Riportiamo il comunicato redatto dal Coordinamento Ricercatori Unipg, pubblicato dal Corriere dell’Umbria del 23 febbraio 2011:
La contestata legge 240/2010 di riforma dell’Università, entrata in vigore il 29 gennaio 2011, impone a ogni Ateneo di procedere in tempi brevi alla revisione del proprio statuto, in modo da renderlo conforme a quanto la legge stessa stabilisce. A redigere lo statuto dovrà essere, recita la legge (art. 2, comma 5), un’apposita commissione, composta, oltre che dal Rettore e da due studenti, da 12 membri designati dal Senato Accademico e dal Consiglio di Amministrazione.
Ebbene, cosa succede a Perugia? Che il Senato Accademico non si riunisce dal 21 dicembre 2010, e per ben quattro volte le sedute previste sono state annullate, e la stessa cosa accade per il CdA. Succede che alla richiesta, inviata al Rettore da 300 docenti ormai oltre due settimane fa, di procedere alla nomina dei membri della commissione secondo un criterio di rappresentanza paritaria delle tre fasce e del personale tecnico-amministrativo non è stata data, ad oggi, alcuna risposta.
Nel frattempo, del nuovo statuto si discute eccome: non, però, nelle sedi istituzionali preposte, bensì all’interno di riunioni ristrette, alle quali il Magnifico ha ammesso solo i vertici dell’Ateneo (presidi e alcuni direttori di dipartimento). E la commissione prevista dalla legge? Nulla se ne sa, se non che (sembra) sarà il Rettore in persona a decidere, quando gli parrà giunto il momento, i nomi dei dodici membri che ne dovranno far parte. Si potrebbe pensare che la stessa cosa accada negli altri Atenei italiani, o almeno nella maggioranza di essi, ma non è così. Da un monitoraggio realizzato dalla Rete 29 Aprile risulta infatti che, su 40 atenei censiti, solo per uno (Catanzaro) mancano ancora notizie ufficiali in merito alla nomina della commissione; in tutti gli altri casi, le commissioni sono già al lavoro e, con l’eccezione della sola Università di Bologna, comprendono una rappresentanza dei ricercatori. In alcuni Atenei (Trieste, Palermo) i membri delle commissioni sono stati eletti da tutto il corpo docente; in altri casi, come in quello dell’Università del Sannio, Senato Accademico e CdA hanno designato i membri della commissione a partire da una rosa individuata dalle facoltà. Quasi ovunque (Firenze, Bergamo, Torino Politecnico, Verona, Genova, Roma Sapienza, Pavia…), sono stati nominati nelle commissioni docenti individuati dalle rappresentanze di ciascuna fascia in Senato Accademico e CdA, con procedura analoga a quella richiesta nel documento (finora ignorato) dei 300 docenti perugini.
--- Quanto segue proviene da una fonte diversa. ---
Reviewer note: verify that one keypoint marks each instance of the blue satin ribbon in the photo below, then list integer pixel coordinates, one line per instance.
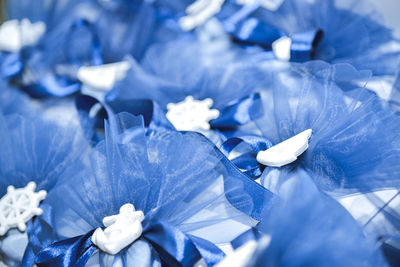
(240, 190)
(93, 126)
(11, 64)
(240, 112)
(247, 161)
(249, 235)
(250, 31)
(174, 248)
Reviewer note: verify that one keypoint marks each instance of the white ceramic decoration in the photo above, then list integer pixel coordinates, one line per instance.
(272, 5)
(15, 34)
(192, 115)
(199, 12)
(285, 152)
(18, 206)
(121, 230)
(103, 77)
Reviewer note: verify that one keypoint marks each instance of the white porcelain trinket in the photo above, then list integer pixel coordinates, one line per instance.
(192, 115)
(18, 206)
(285, 152)
(103, 77)
(121, 230)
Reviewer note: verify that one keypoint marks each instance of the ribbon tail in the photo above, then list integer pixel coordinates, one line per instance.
(251, 234)
(72, 252)
(304, 44)
(243, 111)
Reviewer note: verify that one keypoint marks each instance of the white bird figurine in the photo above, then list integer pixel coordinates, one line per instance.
(285, 152)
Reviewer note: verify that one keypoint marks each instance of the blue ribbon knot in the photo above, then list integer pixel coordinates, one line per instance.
(174, 248)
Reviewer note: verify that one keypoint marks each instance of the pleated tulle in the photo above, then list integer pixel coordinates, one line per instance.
(308, 228)
(33, 150)
(354, 144)
(172, 177)
(170, 72)
(353, 31)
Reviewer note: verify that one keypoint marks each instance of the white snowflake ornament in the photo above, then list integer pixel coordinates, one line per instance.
(121, 230)
(18, 206)
(192, 115)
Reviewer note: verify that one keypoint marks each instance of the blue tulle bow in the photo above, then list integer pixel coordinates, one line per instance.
(174, 248)
(56, 85)
(238, 113)
(247, 161)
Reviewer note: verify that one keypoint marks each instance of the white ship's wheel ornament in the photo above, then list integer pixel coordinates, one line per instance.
(18, 206)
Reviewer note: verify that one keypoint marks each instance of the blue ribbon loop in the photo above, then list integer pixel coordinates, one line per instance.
(237, 113)
(304, 44)
(247, 161)
(250, 31)
(174, 248)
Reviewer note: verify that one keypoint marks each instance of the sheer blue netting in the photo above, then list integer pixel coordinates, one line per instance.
(354, 144)
(308, 228)
(174, 177)
(34, 150)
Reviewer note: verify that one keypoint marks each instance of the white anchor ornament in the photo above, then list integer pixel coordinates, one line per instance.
(121, 230)
(18, 206)
(15, 34)
(192, 115)
(285, 152)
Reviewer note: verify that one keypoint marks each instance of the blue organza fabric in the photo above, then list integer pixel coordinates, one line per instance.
(298, 223)
(347, 126)
(352, 31)
(33, 150)
(175, 178)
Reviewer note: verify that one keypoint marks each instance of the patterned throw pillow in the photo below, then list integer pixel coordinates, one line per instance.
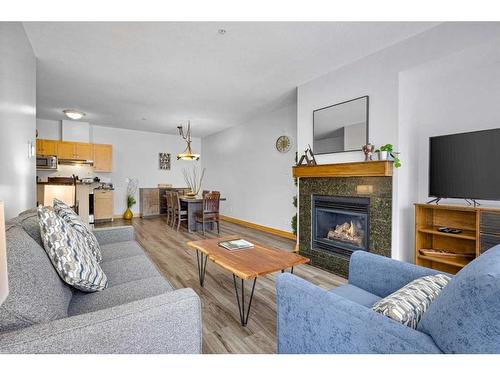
(69, 253)
(65, 211)
(408, 304)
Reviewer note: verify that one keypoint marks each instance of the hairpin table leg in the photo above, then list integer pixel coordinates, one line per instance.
(241, 305)
(202, 266)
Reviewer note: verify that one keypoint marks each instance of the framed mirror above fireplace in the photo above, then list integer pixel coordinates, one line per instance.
(341, 127)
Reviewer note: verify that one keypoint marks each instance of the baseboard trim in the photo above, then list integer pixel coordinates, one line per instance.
(262, 228)
(120, 216)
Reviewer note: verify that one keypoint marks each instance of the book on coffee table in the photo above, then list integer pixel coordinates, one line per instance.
(236, 244)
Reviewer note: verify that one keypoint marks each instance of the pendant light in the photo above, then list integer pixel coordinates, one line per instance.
(188, 153)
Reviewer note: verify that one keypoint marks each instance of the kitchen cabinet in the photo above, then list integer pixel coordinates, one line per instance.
(75, 151)
(46, 147)
(103, 158)
(103, 204)
(101, 154)
(84, 151)
(66, 150)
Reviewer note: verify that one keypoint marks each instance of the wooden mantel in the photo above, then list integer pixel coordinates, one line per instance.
(356, 169)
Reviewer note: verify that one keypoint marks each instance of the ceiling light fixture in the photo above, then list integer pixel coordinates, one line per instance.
(188, 153)
(73, 114)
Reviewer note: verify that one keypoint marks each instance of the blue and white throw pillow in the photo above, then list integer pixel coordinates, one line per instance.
(408, 304)
(69, 253)
(70, 216)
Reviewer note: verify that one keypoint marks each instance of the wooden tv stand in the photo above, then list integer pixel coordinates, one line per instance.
(480, 228)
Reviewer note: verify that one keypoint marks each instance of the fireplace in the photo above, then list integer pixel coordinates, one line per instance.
(340, 225)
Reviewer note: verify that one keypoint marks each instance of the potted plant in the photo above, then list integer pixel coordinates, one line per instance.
(386, 152)
(132, 184)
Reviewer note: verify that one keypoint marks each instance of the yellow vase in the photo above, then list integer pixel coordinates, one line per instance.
(128, 215)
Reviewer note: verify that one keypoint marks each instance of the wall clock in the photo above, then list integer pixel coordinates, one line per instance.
(283, 144)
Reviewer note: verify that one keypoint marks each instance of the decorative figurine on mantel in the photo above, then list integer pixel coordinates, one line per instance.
(368, 150)
(308, 157)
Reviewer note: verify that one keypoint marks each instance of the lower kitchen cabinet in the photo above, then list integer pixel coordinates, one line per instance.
(103, 205)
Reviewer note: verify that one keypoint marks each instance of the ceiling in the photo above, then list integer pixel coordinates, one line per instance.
(153, 76)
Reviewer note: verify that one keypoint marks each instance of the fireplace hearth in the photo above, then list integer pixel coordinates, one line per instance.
(340, 225)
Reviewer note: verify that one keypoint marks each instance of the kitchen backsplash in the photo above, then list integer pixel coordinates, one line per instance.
(81, 171)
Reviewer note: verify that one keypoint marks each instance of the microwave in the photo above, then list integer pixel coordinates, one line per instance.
(46, 162)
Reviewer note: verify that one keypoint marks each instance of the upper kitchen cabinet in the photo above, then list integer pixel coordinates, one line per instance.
(103, 158)
(84, 151)
(75, 151)
(66, 150)
(46, 147)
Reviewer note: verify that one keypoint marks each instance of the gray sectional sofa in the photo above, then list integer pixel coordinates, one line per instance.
(139, 312)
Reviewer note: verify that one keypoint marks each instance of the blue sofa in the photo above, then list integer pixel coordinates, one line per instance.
(465, 318)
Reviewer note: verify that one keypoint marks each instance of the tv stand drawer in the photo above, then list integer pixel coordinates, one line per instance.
(488, 241)
(490, 222)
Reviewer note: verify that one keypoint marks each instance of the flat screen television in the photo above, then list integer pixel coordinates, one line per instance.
(465, 165)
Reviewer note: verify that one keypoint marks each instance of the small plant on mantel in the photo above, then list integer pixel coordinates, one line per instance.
(388, 150)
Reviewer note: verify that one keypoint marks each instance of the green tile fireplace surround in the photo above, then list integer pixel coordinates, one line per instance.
(378, 189)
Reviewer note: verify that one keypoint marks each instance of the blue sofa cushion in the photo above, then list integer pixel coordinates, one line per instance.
(465, 318)
(355, 294)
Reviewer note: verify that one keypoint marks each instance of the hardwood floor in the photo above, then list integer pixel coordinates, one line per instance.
(222, 332)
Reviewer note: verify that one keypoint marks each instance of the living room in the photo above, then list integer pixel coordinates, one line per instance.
(227, 187)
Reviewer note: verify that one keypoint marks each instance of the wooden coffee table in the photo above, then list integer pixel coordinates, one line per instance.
(246, 264)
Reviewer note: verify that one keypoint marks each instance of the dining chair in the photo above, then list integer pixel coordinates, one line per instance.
(168, 198)
(210, 210)
(178, 213)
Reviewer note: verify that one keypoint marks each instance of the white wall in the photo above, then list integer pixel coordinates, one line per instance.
(17, 119)
(454, 94)
(135, 154)
(244, 165)
(48, 129)
(378, 76)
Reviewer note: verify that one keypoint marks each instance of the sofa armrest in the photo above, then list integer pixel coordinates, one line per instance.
(381, 275)
(115, 234)
(168, 323)
(312, 320)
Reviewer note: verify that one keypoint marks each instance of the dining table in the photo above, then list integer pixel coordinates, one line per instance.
(192, 206)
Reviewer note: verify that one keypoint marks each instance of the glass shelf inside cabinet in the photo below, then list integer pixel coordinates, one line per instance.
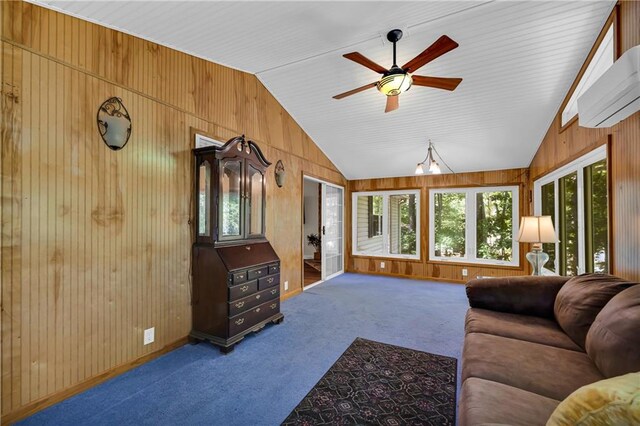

Se poi dal metodo passiamo al merito dei cambiamenti che si sta pensando di introdurre nella struttura del nostro Ateneo, da un resoconto fortunosamente “emerso” dalle riunioni riservate dei vertici dello Studium, già richiamato nell’articolo pubblicato dal “Corriere” il 19 febbraio, si evince che diverse linee-guida sono state già decise, e almeno una scelta assai rilevante è già stata effettuata, senza che un serio e democratico dibattito si fosse preventivamente aperto in proposito. Quella di Perugia, ci si dice, dovrà diventare una Research University, ovvero in futuro dovrà puntare non tanto sulla sua capacità di formare un alto numero di laureati, bensì sulle sue eccellenze nel campo della ricerca, con poli strutturati attorno a “piattaforme”. Si tratta di una scelta alquanto azzardata, forse giusta, forse no: di sicuro, l’indicazione di puntare fortemente sulla ricerca e, dunque, sulla riduzione del numero degli studenti iscritti (dagli attuali 30.000 a 18.000 al massimo, con le immaginabili conseguenze in termini di impatto sul tessuto socio-economico della città) proviene da quegli stessi vertici dell’Ateneo che, negli ultimi anni, hanno invece fortemente incentivato l’aumento smisurato dell’offerta didattica al fine di “catturare” quanti più studenti possibile, e hanno di fatto azzerato i finanziamenti per la ricerca di base, tagliato gli assegni di ricerca e deciso la chiusura di più di un dottorato. È normale, ci chiediamo, che siano costoro, da soli, a indicarci la strada migliore da seguire? E non è un paradosso che, nel momento in cui si decide di puntare tutto sulla ricerca, proprio i ricercatori vengano esclusi dal processo decisionale?
Attendiamo risposte, e speriamo davvero che, anche se tardive, siano convincenti.